The Quayside proposal, which will be publicly presented next week at the company’s fourth public roundtable, outlines the latest vision put forth for the 12-acre lot on Toronto’s eastern shore. Sidewalk — the urban-innovation division of Google parent Alphabet — is the lead technology developer working with Waterfront Toronto, the agency that overseeing the transformation of the unused industrial lot into a tech-friendly neighborhood.
In addition to the construction jobs, Sidewalk says the development of the mixed-use neighborhood will result in 3,900 permanent jobs. The development will also aim to reduce its greenhouse gas emissions by 75 to 85 percent in comparison to similarly sized urban development projects.
Emphasizing a network of “people-first” streets and sustainable architecture, the new proposal doubles down on the company’s previous commitment to timber as its primary building material, citing wood’s sustainability and versatility. The document details the company’s plan for five different sites within Quayside. Four of the sites will feature 25- or 30-story high-rises set along the back of the neighborhood, with shorter buildings placed closer to the water. The fifth will contain five low-rise buildings.
Sidewalk says 68 percent of the neighborhood’s construction will be set aside for residential space — 2,500 units for 5,000 residents, according to the company’s estimate. At least 40 percent of those will be classified as below-market. That’s a step in the right direction, but its not going to solve the problem alone, according to an expert on Toronto’s housing market.
“We’re not going to solve Toronto’s affordable housing crisis with 40 percent of 2,500 units,” said Shauna Brail, director of the Urban Studies Program at the University of Toronto. “I don’t think it’s realistic to expect on one 12-acre site that we’re going to solve that either. However, does it make a dent? Absolutely — every new affordable housing unit helps to create a home for a family that can’t afford one or a household that otherwise can’t afford one.”

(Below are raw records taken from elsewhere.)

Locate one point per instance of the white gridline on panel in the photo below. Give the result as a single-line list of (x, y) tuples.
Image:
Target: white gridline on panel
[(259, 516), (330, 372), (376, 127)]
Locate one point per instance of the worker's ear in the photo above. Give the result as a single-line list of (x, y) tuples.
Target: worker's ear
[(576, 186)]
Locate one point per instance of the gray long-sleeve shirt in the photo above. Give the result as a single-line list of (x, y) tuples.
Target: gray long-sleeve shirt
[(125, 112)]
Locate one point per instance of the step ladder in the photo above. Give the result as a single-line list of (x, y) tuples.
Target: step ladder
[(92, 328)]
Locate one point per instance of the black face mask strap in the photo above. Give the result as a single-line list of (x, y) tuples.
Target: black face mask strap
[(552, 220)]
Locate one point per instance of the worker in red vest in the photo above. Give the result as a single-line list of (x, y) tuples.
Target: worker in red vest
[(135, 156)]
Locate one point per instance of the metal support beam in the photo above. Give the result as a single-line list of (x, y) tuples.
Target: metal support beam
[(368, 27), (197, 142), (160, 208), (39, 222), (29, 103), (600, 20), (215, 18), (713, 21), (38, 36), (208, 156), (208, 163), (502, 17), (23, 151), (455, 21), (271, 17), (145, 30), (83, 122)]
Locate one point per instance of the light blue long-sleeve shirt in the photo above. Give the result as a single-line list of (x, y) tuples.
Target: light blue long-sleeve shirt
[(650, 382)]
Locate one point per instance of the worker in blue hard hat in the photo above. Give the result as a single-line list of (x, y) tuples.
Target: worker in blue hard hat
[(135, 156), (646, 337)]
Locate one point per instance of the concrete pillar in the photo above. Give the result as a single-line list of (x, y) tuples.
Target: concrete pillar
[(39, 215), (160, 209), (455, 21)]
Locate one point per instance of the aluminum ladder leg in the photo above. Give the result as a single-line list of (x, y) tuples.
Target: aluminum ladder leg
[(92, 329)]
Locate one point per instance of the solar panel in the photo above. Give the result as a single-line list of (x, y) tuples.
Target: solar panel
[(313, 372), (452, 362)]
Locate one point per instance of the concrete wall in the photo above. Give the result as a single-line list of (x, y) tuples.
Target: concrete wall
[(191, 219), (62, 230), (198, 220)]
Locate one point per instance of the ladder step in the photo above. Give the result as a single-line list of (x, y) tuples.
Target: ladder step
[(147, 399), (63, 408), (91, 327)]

A Sidewalk official said he agrees. No one project will solve the crisis, said Andrew Winters, the company’s associate director of mobility. The company has engaged with the public and the city on the issue, and the housing plan will create much-needed living space that isn’t just affordable housing or high-end housing — what he called the “missing middle.”
The new proposal also confirms the company’s desire to solve an overarching question of so-called smart cities: What will Sidewalk do with all the data its devices collect on the residents who eventually move into Quayside? The company said it will store that information in an independent “civic data trust,” a concept first described by Sidewalk in October as a way of transparently housing the data collected by the environmental sensors that will be present throughout the neighborhood.
Questions still abound how a data trust would even be funded or managed, and the company has repeatedly failed to elaborate on issues of privacy, which has led to people leaving the project. In July, Julie Di Lorenzo, then a board member of Waterfront Toronto, resigned over concerns that Sidewalk was “shortchanging” the city over the issue of privacy. In October, Ann Cavoukian, Ontario’s former privacy commissioner and an expert-in-residence at Ryerson University, resigned as a paid consultant for Sidewalk over concerns that data collected by sensors would not be anonymized.